Une spécialiste met en doute l’efficacité des bandes riveraines
Le Québec et le Vermont ont investi plusieurs millions de dollars au cours des dernières années pour limiter la quantité de phosphore dans les plans d’eau et contrer la multiplication des cyanobactéries. Malgré ces efforts, les algues bleues et autres plantes envahissantes sont plus présentes que jamais dans la rivière aux Brochets au grand désespoir des riverains.
«Neuf ans après mon arrivée à Bedford, je constate que la rivière est dans un piètre état. La présence d’un dépôt verdâtre à la surface de l’eau génère des odeurs nauséabondes, enlève tout attrait à la rivière et nuit à son potentiel récréotouristique. On peut également se questionner sur l’utilisation de la rivière comme source d’approvisionnement en eau», affirme Aleksandra Drizo, une experte dans le domaine de la prévention et du contrôle des cyanobactéries qui habite en bordure de la rivière aux Brochets.
Au dire de cette dernière, la présence des algues bleues est non seulement repoussante, mais a des effets désastreux sur la vie marine.
«Les cyanobactéries diminuent la quantité d’oxygène dans l’eau, allant jusqu’à tuer les poissons et à réduire la biodiversité. De plus, certaines espèces rejette des produits chimiques pouvant être toxiques pour les animaux et les humains», ajoute celle qui a travaillé à contrat pour l’Université du Vermont pendant neuf ans et opère maintenant une petite entreprise connue sous le nom de Phosphoreduc.
Tournée des plans d’eau
En apercevant la «purée de pois vert» qui recouvrait la rivière aux Brochets, en août dernier, Aleksandra Drizo a eu tout un choc et a voulu vérifier si le problème était limité au seul secteur de Bedford. Sa tournée du lac Champlain l’a conduite de Swanton (Vermont) à la baie Missisquoi et lui a permis de se faire une meilleure idée de la situation.

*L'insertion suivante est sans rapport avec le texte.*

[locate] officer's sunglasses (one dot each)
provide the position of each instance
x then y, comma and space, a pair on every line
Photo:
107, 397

Elle a ensuite longé la rivière aux Brochets, de Noyan à Pike River, pour finalement en arriver au même constat.
«Malgré les millions de dollars engloutis par les gouvernements du Québec et du Vermont pour contrer la pollution, la situation des plans d’eau de la région semble se détériorer au lieu de s’améliorer. C’est à n’y rien comprendre…», insiste Mme Drizo.
La chercheuse attribue ces problèmes de pollution à la présence de fosses septiques non conformes aux normes gouvernementales et de nombreuses fermes spécialisées dans l’élevage ou les grandes cultures aux abords des plans d’eau.

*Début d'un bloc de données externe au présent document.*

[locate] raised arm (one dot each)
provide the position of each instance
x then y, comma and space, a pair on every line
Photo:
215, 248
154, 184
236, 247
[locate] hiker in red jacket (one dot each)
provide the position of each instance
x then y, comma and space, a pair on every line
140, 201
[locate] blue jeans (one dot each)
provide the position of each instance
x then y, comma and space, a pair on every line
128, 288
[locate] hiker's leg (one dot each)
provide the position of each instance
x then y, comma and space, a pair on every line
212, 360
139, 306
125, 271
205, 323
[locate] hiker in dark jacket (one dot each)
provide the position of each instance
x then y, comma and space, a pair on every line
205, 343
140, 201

Elle affirme par ailleurs que les méthodes mises de l’avant par les gouvernements pour réduire la présence de phosphore dans l’eau en milieu agricole n’ont pas donné les résultats espérés.
«Les fermiers ont reçu 675 $ / hectare pendant deux ans, pour l’aménagement de bandes riveraines, dans le cadre d’un projet pilote visant à contrer la pollution des plans d’eau. Si la plantation d’arbres et arbustes contribue à prévenir l’érosion et le ruissellement de l’eau, il est permis de se questionner sur l’efficacité de cette méthode au niveau de la lutte contre la pollution. Ça fait beaucoup d’argent pour une réduction en phosphore de 18 % et moins», signale Mme Drizo.
Cette dernière rappelle que le projet pilote de bandes riveraines dans les Cantons-de-l’Est remonte à 2007-2008 et 2008-2009. Les plantations auraient aujourd’hui cinq ans.
La Bedfordoise d’adoption émet également des réserves à l’endroit des autres méthodes proposées par Québec (mise en place de WASCOB dans les fossés, installation de clôtures limitant l’accès du bétail aux plans d’eau, etc.) pour contrôler la pollution en milieu agricole.